Na adolescência, a gente costuma ouvir muitos "não".
Não pode pintar o cabelo. Não pode fazer piercing. Não pode usar essa roupa. Não pode cortar o cabelo desse jeito. Não pode ouvir determinada música. Não pode pensar diferente.
Alguns desses "nãos" fazem sentido. Pais existem para proteger, orientar e impor limites. Mas outros acabam proibindo justamente aquilo que faz parte de uma fase muito importante da vida: a construção da identidade.
A adolescência é o período em que a pessoa começa a responder uma das perguntas mais difíceis da existência: quem sou eu além dos meus pais?
Os valores ensinados em casa continuam sendo uma base importante, mas agora eles passam a ser confrontados, testados e assimilados. Não por rebeldia, necessariamente, mas porque ninguém constrói uma identidade apenas repetindo tudo o que recebeu. É preciso experimentar, questionar e escolher.

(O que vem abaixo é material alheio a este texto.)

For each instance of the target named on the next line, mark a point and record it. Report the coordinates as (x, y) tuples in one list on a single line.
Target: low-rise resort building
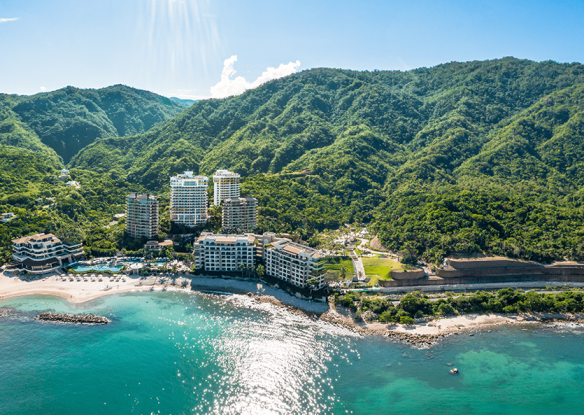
[(42, 253), (155, 246), (224, 252), (284, 259), (294, 263)]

É por isso que mudanças no cabelo, nas roupas, nos gostos musicais, nas opiniões e até na decoração do quarto costumam ser tão marcantes nessa fase. Muitas dessas mudanças não são o destino final. São um caminho para descobrir quem se é.
E é curioso como certos desejos não desaparecem.

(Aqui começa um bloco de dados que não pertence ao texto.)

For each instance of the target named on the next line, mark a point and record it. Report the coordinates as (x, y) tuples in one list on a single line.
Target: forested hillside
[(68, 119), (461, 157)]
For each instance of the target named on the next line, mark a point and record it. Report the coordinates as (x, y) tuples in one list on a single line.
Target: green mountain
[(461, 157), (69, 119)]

Eles ficam guardados em algum lugar, esperando a primeira oportunidade.
Foi exatamente o que aconteceu comigo.
Na pandemia, já adulta, resolvi fazer tudo aquilo que nunca pude quando era adolescente. Pintei o cabelo de várias cores. Descolori. Cortei de jeitos diferentes. Experimentei estilos que antes eram proibidos.
Hoje percebo que nem era porque eu sonhava em ter um cabelo colorido pelo resto da vida.

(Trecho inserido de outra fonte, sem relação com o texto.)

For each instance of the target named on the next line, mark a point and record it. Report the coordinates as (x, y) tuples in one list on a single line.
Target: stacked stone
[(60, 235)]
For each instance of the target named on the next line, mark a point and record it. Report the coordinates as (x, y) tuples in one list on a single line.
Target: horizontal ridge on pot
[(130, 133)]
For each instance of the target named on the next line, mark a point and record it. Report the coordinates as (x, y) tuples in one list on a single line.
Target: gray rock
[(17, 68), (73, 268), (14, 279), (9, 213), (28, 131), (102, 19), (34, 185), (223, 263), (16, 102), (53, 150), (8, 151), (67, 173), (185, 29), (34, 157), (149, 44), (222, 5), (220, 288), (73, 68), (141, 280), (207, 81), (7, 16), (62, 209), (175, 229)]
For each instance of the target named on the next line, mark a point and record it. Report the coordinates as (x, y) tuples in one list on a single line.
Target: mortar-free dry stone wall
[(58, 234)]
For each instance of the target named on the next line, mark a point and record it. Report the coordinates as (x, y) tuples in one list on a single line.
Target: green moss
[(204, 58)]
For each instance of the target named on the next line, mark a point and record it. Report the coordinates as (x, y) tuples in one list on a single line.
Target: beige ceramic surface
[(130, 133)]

Era porque eu precisava descobrir se eu realmente gostava daquilo ou se só queria viver uma experiência que me foi negada.
No fim das contas, algumas coisas ficaram. Outras perderam completamente a graça depois que deixaram de ser proibidas.
E talvez seja justamente esse o ponto.
Quando uma experiência faz parte da identidade da pessoa, ela tende a permanecer. A proibição pode atrasar sua expressão, pode fazê-la esperar dez, vinte ou trinta anos, mas dificilmente a elimina.
Por outro lado, quando aquilo era apenas uma fase de experimentação, costuma ir embora naturalmente. O adolescente pinta o cabelo, coloca um piercing, muda o estilo, enjoa e segue a vida. E está tudo bem. Era exatamente isso que ele precisava fazer para descobrir que aquele não era o seu caminho.
A experiência responde perguntas que a proibição nunca consegue responder.
Por isso, muitos adultos acabam vivendo uma "segunda adolescência". Não porque sejam imaturos, mas porque finalmente têm liberdade para experimentar tudo aquilo que lhes foi negado. Só então conseguem separar o que era curiosidade do que realmente faz parte de quem são.
No meu caso, algumas experiências ficaram apenas como uma boa lembrança. Outras me ajudaram a conhecer melhor quem eu era.
Talvez crescer também seja isso.
Perceber que construir uma identidade não significa rejeitar tudo o que os pais ensinaram, mas também não significa viver apenas como uma extensão deles. Significa receber um legado, experimentá-lo à luz da própria vida e, então, fazer escolhas conscientes.
Porque identidade não nasce da imposição.
Ela nasce do encontro entre aquilo que recebemos e aquilo que, livremente, escolhemos manter.
Cabelo cresce. Piercing pode ser retirado. A roupa volta para o armário. O estilo muda. Na adolescência, aliás, muda o tempo todo. É justamente experimentando que muitos adolescentes descobrem que aquilo era apenas uma fase. E tudo bem.
Às vezes, o medo dos pais é que uma escolha temporária se torne permanente. Mas, curiosamente, quando ela é apenas uma fase, o próprio adolescente a abandona. Não porque foi proibido, mas porque descobriu, por experiência, que aquilo não fazia parte de quem ele era.
A identidade não se forma na ausência de limites, mas também não amadurece na ausência de liberdade.